It's all in the timing. This sentiment applies to the goalscoring prowess of Kris Boyd, who has been in the right place at the right time to score 20 goals this season. He is now heading for the wrong place at the wrong time for the Rangers support.

The striker's proposed £3.75m move to Birmingham City will cause a loud, sustained outburst of anger from fans. It will also, perhaps more pertinently, increase the whispers about the financial position of Rangers.

The timing is crucial.

Boyd was touted to leave in the summer. Indeed, in a post-match press conference after the Scottish Cup final victory over Queen of the South, the player admitted he might have to consider a future away from Ibrox. But he stayed. And he has prospered.
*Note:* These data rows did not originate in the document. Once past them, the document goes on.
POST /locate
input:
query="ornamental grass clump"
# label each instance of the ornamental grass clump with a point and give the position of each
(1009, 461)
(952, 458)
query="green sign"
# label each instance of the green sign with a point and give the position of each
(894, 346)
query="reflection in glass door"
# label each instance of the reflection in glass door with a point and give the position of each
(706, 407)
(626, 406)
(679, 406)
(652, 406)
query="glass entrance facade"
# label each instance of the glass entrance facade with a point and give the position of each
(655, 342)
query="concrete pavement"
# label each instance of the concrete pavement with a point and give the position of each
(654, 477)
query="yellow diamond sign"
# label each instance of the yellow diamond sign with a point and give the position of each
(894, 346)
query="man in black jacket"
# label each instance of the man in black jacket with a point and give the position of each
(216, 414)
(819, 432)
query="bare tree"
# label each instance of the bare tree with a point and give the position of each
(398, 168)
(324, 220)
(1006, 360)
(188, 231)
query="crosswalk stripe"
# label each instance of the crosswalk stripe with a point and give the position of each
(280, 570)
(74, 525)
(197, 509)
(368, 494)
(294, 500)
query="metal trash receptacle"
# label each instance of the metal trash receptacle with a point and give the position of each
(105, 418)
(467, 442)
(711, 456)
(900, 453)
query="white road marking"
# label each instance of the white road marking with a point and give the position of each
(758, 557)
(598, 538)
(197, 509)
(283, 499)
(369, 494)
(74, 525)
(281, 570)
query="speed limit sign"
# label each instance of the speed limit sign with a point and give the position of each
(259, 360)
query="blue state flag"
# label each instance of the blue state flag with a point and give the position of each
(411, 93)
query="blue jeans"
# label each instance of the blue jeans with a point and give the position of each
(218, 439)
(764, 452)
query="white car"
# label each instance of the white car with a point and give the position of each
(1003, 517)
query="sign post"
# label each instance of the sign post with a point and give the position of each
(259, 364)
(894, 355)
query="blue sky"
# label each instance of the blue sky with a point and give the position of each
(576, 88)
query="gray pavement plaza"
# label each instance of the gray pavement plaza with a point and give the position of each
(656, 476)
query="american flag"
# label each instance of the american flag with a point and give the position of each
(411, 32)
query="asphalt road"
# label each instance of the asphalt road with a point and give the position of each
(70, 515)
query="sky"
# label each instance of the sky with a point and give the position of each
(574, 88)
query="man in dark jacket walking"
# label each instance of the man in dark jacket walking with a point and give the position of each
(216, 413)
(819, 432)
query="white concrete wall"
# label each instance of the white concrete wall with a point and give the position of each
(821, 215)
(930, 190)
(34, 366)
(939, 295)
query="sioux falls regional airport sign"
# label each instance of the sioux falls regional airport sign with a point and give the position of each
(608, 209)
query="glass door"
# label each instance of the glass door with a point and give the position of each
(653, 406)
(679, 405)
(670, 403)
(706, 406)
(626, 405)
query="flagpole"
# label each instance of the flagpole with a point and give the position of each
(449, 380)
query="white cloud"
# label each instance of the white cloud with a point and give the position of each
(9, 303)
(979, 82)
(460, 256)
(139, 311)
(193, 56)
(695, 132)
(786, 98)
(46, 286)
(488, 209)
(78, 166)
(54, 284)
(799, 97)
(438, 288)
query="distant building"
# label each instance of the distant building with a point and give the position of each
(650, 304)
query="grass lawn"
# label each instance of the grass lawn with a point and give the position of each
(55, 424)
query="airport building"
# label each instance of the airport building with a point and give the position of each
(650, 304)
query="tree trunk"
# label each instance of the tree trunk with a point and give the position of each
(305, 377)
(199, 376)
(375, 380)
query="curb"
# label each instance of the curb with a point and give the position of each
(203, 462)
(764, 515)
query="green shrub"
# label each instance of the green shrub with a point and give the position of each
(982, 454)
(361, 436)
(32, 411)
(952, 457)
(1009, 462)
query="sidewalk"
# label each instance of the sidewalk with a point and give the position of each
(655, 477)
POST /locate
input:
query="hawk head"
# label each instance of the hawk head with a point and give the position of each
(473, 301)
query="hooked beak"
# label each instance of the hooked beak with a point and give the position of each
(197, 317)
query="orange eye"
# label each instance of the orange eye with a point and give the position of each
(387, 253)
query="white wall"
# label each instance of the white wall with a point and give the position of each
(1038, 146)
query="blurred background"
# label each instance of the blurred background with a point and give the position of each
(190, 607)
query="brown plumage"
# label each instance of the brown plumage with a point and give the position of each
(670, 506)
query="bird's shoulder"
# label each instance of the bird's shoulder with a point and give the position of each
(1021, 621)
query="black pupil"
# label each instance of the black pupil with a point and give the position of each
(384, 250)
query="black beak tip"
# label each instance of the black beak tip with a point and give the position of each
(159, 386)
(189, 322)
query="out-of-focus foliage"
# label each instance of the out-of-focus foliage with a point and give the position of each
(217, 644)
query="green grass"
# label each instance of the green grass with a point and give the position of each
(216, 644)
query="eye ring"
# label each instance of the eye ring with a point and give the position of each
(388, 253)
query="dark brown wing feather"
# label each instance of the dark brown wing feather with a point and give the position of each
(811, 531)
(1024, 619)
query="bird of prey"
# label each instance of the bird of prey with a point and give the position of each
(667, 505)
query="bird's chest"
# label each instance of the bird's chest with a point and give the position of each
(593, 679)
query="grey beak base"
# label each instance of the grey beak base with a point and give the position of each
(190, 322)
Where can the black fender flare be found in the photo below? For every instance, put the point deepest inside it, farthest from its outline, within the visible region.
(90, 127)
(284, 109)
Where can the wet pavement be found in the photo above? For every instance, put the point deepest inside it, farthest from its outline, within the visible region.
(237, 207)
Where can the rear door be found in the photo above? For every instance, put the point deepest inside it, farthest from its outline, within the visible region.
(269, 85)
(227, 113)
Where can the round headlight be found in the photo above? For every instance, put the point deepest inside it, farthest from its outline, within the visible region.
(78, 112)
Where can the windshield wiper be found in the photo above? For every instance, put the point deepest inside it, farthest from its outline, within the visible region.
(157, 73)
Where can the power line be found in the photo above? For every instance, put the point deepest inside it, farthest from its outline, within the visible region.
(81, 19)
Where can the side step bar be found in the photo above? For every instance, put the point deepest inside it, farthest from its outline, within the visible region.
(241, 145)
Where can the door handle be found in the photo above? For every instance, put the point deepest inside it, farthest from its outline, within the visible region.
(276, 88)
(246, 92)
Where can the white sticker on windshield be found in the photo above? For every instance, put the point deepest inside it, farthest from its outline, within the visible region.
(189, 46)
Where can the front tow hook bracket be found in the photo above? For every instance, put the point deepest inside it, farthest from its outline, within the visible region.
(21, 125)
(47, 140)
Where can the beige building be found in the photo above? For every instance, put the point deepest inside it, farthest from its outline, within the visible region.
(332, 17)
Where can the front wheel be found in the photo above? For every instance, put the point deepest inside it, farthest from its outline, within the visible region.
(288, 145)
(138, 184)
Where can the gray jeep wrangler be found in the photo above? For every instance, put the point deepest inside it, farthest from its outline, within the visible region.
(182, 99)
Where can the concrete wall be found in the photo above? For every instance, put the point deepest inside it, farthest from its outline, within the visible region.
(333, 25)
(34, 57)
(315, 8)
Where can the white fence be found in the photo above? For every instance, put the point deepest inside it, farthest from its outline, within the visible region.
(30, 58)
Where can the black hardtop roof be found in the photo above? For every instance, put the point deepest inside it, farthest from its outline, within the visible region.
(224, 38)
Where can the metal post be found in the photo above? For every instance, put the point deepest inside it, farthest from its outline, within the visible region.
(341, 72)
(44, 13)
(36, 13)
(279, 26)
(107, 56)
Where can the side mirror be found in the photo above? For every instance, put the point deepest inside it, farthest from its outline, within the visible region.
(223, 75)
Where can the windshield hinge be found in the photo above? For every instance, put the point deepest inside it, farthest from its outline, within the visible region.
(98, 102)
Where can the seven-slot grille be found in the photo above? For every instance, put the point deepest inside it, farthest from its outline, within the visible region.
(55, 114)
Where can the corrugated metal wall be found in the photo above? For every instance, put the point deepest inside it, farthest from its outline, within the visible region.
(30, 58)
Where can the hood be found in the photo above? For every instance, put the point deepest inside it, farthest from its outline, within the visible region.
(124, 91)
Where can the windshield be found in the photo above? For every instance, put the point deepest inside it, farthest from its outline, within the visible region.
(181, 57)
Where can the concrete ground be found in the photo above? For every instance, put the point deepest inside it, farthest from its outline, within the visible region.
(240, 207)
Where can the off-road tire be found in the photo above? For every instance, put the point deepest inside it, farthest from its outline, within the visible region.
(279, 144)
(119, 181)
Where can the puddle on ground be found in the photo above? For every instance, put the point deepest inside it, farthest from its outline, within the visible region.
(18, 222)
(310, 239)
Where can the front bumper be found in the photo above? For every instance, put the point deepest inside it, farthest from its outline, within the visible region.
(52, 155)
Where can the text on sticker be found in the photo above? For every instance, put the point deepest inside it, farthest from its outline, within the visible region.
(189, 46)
If Boyd had left in the summer, most fans would have accepted his departure as inevitable. The story would have been one of a striker failing to meet the manager's demands for improvement. Not now.

Many Rangers fans are convinced they are not just waving goodbye to Boyd but to any hopes of reclaiming the title. This may be an over-reaction but it is unarguable that Rangers have had to sacrifice ambition on the pitch for reality on the balance sheet.

However, much more importantly, the significance of the Boyd sale stretches beyond playing matters into the very fabric of Rangers Football Club.

A year ago, Alan Hutton was persuaded to leave for Tottenham Hotspur for £9m. The offer for the full-back was one a cash-strapped Rangers could not refuse. The acceptance of the fee was a reasonable reaction to a generous offer. Boyd's departure looks like the start of a fire sale. The Hutton departure was excellent business; the Boyd sale looks like an act of desperation.

There will be an attempt from management at Rangers to downplay the importance of losing their leading goalscorer while trailing in the Clydesdale Bank Premier League by five points. This is whistling in the dark. It will not fool anyone. There will be an agreed line for the press. Rangers may say they received a decent price. But Birmingham's offer values Boyd at about a quarter of a Defoe. Jermain travelled from Portsmouth to Spurs yesterday for £15m.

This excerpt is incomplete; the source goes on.